The excellent news concerning the data for ToolOrchestra is that you simply really don’t need much to start. The tool assumes that much of the information will probably be synthetically generated. We describe the information generation process intimately in our paper. In broad terms, you’ll want to start out with an outline or a number of examples of your agent problem-solving with its preferred tools. Using large models, you’ll be able to then generate many more similar synthetic tasks. 

The next is a sketch of the code that could be used to generate samples much like those used to coach Orchestrator-8B. 

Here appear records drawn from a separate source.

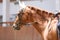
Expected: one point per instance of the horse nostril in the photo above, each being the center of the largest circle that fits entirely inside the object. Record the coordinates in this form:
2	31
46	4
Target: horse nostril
16	27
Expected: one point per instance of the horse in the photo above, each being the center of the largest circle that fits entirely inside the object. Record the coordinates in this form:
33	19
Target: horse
45	22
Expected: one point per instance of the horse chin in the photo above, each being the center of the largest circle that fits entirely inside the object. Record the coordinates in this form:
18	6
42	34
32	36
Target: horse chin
16	27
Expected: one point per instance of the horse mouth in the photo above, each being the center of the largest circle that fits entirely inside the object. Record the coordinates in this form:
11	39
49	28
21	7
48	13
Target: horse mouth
16	27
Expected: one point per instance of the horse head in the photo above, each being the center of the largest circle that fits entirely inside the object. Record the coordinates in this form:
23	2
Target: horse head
40	19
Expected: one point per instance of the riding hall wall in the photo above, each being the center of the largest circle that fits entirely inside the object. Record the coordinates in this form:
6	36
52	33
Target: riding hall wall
25	33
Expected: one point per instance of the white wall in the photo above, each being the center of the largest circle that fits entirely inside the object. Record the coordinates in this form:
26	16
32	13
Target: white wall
1	8
46	4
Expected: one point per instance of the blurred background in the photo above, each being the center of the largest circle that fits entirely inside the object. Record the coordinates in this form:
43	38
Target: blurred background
8	12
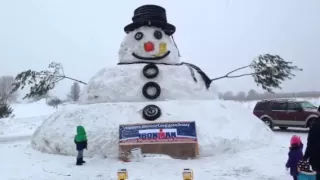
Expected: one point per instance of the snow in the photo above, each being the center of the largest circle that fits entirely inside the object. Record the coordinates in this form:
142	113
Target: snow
130	45
38	108
124	83
264	163
217	124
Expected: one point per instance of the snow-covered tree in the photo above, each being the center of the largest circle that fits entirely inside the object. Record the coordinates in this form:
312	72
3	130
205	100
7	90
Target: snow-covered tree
6	88
5	109
41	82
74	93
269	71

def generate_samples(domain):
    subjects = generate_subjects(domain)
    schema = generate_schema(subjects)
    data_model = generate_datamodel(schema)
    database = generated_database(domain,schema,data_model)
    tools = generate_tools(domain,database)
    tasks = generate_tasks(database,tools)
    return tasks
samples = generate_samples()
...

You may jump right in and experience the true data generation magic.

Step 3: Start training

Once equipped together with your model alternative and a few data, you’ll be able to directly use or adapt ToolOrchestra’s released code to coach your personal orchestrator. This sketch can get you began (more details could be present in the repository README.)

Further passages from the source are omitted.